What Love Isn’t and What It Is
By Hope Martin
Love, real love, will never be pain-free. Pain in our relationships comes from lack of or poor communication. It comes from making assumptions about other people’s motives. It comes from broken and delayed promises. It comes from long days and short tempers. It comes from stubbornness, pride, and jealousy. Even our best attempts fall woefully short of loving each other perfectly and painlessly.
“Love is patient and kind; love does not envy or boast; it is not arrogant or rude. It does not insist on its own way; it is not irritable or resentful; it does not rejoice at wrongdoing, but rejoices with the truth. Love bears all things, believes all things, hopes all things, endures all things. Love never ends.” — 1 Corinthians 13:4-8a
It does not say that love is painless. Any human being who has ever been in relationship with another human being knows this viscerally. It does not say that love keeps us comfortable. Love that seeks merely to keep the peace, rather than make the peace, is a shallow, self-focused love. It does not say that love keeps us safe. To love is to risk because you cannot determine or control every action, every word that the other person makes. We cannot control God or each other. We cannot even control ourselves, which is one reason why so many people struggle with self-loathing.

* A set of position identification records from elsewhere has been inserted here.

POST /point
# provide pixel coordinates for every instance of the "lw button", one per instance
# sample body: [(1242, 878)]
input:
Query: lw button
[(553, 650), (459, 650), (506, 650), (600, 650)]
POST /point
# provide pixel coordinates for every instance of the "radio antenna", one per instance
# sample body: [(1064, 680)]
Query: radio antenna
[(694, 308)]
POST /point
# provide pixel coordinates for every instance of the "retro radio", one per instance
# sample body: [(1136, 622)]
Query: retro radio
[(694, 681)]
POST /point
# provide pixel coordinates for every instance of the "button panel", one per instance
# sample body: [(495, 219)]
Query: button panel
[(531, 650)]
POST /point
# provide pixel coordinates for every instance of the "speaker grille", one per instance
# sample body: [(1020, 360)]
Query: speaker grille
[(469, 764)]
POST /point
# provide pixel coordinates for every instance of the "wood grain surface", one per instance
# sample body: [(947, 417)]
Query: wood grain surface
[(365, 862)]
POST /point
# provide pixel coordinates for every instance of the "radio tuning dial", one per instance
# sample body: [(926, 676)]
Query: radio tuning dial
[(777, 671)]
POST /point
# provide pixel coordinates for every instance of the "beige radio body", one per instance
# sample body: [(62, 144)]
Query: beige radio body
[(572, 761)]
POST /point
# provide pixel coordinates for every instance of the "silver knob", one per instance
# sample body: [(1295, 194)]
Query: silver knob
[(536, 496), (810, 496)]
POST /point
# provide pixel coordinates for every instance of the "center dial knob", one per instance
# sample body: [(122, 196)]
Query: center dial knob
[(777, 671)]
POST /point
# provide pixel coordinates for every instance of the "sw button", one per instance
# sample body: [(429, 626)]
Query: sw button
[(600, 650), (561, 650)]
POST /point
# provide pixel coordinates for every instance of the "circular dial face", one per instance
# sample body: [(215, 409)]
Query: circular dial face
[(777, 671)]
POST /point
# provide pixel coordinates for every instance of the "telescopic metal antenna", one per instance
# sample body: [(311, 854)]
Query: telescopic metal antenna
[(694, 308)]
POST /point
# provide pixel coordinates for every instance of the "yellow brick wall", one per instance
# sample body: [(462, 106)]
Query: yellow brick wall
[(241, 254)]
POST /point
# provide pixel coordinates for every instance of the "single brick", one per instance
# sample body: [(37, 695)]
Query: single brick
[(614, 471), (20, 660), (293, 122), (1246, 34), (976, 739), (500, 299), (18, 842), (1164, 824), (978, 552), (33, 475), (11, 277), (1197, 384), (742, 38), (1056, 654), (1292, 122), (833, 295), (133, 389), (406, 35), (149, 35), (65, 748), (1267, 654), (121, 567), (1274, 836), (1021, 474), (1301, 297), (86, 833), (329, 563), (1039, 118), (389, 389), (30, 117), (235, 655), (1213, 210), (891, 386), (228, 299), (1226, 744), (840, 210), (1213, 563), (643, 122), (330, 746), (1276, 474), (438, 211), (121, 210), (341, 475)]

Our sinful natures are constantly at war with the Spirit of God; we feel that tension in our souls, and we feel that tension in our relationships. When we love someone, we should not say that we will never cause them pain, but rather that we will strive to cause the right kind of pain. One of the biggest and most solemn duties we are given as followers of Jesus is to hold each other accountable. If we saw a friend heading straight for the edge of a cliff, would it be loving to let them keep going? Absolutely not. We would scream and yell and tackle them to the ground if it came to that. Yet we allow people to continue down the path of their destruction, neglecting to speak up for fear of saying the wrong thing or coming across as accusatory or legalistic. Accountability requires, at times: confrontation, exhortation, and admonition. Sometimes it means holding each other to our word, and ultimately it means holding each other to God’s Word. It is possible to confront in love, just as it is possible to support in love—we need to practice both aspects of love. We need to hold each other accountable from a spirit of humility, but we need to do it.
“Brothers, if anyone is caught in any transgression, you who are spiritual should restore him in a spirit of gentleness. Keep watch on yourself, lest you too be tempted. Bear one another’s burdens, and so fulfill the law of Christ.” — Galatians 6:1
God does not keep from us the fact that we will experience pain in this life. Quite the opposite, in fact. He tells us that we will face persecution, disease, famine, and death. He also tells us that we are blessed when we experience pain because of our devotion to Him.
“Blessed are you when others revile you and persecute you and utter all kinds of evil against you falsely on my account. Rejoice and be glad, for your reward is great in heaven, for so they persecuted the prophets who were before you.” — Matthew 5:11-12
Why is it a blessing to be cursed? Why is it a blessing to be persecuted, mocked, rejected, even killed on account of following Christ? How can that be a blessing? It is because He is perfecting us, a skilled potter bringing shape and definition to lumps of clay, making us into His glorious vision. He is refining us, a master goldsmith separating the pure gold from the dross and imperfections that cling so closely, a process that can only happen by using extreme heat.
“Behold, I have refined you, but not as silver; I have tried you in the furnace of affliction.” — Isaiah 48:9
God loves us so much that He will make us into who He designed us to be, even if that can only be accomplished through fire. It is a difficult and painful process, and it is the best thing for us—both things are equally true.
“My son, do not despise the Lord’s discipline or be weary of his reproof, for the Lord reproves him whom He loves, as a father the son in whom he delights.” — Proverbs 3:11-12
So, let us truly love one another, boldly and humbly speaking the truth, even when it hurts. Let us cause the right kind of pain, cracked ribs and bruised knees from a tackle of love that cannot look on from the sideline as those we love head towards destruction and death.